A Michele Rech/Zerocalcare va dato il merito di avere messo in scena i fantasmi e le ossessioni di una non-generazione, dando voce a un dissenso urbano di periferia innestato in serie televisive, guerre stellari e centri sociali. La sua invenzione più originale, però, è di essere riuscito a cogliere il linguaggio di una generazione che i media ufficiali descrivono senza voce con la precisione documentaria del miglior Andrea Pazienza.

Inevitabile quindi che nei confronti del film di Scaringi ci fosse un’attesa estremamente alta (proprio come all’epoca ci fu nei confronti del Paz! di De Maria). Il film, inevitabilmente, decomplessifica l’impalcatura mitopoietica di Zerocalcare, affidandosi a una certa idea di vernacolo romano a fare da collante. Il problema di fondo, ovviamente, non è tanto trascrivere gag e situazioni dai fumetti, quanto di riuscire a trovare un equivalente filmico attraverso il quale smontare o reinventare lo specifico fumettistico.

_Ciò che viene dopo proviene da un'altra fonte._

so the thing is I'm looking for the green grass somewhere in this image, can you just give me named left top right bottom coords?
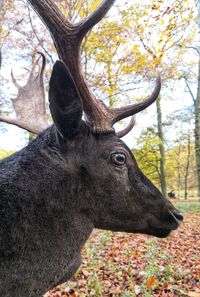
left=174, top=201, right=200, bottom=213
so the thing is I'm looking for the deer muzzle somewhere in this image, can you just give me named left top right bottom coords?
left=168, top=209, right=183, bottom=226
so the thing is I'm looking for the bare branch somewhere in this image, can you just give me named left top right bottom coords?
left=27, top=4, right=54, bottom=64
left=139, top=36, right=157, bottom=60
left=185, top=45, right=200, bottom=56
left=184, top=76, right=195, bottom=103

Inevitabilmente la straordinaria «cinegenicità» delle tavole di carta faticano a trovare un equivalente visivo nelle immagini di Scaringi, affidandosi esclusivamente a qualche gag ben congegnata (la presenza di Panatta) e a una certa malinconia adolescenziale se non altro sincera. Scaringi è come se fosse ostaggio di un rispetto reverenziale della materia, laddove probabilmente gli avrebbe giovato analizzare come Rech smonta le mitologie contemporanee per piegarle a raccontare mondi e situazioni mai contemplate da queste (Rebibbia riletta alla luce di Game of Thrones o Star Wars, per dirne una).

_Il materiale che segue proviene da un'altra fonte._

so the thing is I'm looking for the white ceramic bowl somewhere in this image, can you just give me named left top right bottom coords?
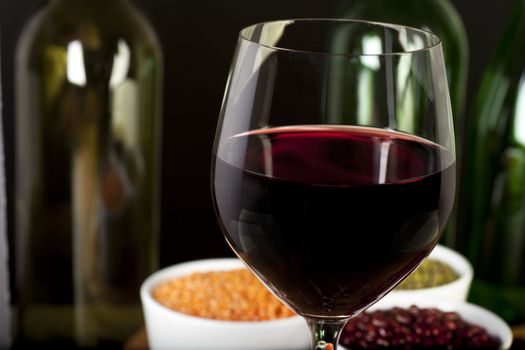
left=378, top=244, right=474, bottom=305
left=366, top=298, right=513, bottom=350
left=140, top=258, right=311, bottom=350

Per questo motivo fra fumetti e film non si crea mai né una tensione né una dialettica; resta il tentativo, affettuoso ma forse un tantino goffo, di omaggiare un autore e un mondo che si avvertono come prossimi senza però riuscire mai a evidenziare le forme e i perché di tale vicinanza.

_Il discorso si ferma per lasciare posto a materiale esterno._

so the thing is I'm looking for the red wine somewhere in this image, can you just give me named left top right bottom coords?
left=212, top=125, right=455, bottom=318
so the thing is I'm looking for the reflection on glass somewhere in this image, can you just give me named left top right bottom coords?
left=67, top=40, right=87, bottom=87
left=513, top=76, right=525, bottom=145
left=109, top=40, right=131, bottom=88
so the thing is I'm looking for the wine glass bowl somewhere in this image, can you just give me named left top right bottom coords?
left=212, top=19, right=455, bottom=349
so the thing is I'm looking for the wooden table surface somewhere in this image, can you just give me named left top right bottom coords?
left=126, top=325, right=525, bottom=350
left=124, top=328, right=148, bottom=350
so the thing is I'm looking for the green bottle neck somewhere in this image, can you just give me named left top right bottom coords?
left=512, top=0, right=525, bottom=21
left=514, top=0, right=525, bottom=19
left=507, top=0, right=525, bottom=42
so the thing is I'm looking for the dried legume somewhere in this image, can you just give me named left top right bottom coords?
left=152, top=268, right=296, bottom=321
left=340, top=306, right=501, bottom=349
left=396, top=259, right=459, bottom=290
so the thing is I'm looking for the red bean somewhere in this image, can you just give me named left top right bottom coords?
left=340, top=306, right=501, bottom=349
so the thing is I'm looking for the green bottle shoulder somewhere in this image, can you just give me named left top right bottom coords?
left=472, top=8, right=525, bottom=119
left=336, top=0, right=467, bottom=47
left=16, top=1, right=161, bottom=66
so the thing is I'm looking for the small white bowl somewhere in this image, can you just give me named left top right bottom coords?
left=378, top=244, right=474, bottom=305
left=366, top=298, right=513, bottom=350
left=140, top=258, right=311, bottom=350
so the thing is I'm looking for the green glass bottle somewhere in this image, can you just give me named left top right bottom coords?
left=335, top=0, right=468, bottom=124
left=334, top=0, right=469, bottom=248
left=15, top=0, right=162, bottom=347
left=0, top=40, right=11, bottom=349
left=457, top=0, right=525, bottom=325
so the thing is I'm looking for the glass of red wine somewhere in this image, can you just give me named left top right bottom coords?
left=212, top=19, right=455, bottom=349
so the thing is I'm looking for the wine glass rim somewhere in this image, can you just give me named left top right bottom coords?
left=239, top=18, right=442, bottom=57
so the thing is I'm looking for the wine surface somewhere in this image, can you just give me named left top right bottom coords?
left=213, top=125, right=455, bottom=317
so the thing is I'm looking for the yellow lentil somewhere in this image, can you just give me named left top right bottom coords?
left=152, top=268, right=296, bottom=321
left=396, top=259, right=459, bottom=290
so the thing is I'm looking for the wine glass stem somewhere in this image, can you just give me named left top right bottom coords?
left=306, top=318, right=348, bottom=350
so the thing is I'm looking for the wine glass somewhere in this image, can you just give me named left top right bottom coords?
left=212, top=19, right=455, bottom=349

Un peccato, perché l’universo di Zerocalcare è il luogo dove s’intrecciano politica e romanzo di formazione, mitologia e cultura pop(olare). Così, purtroppo, La profezia dell’armadillo si limita a una descrizione superficiale del mondo di Zerocalcare, mentre sarebbe stato necessario lo sguardo politico di un John Landis.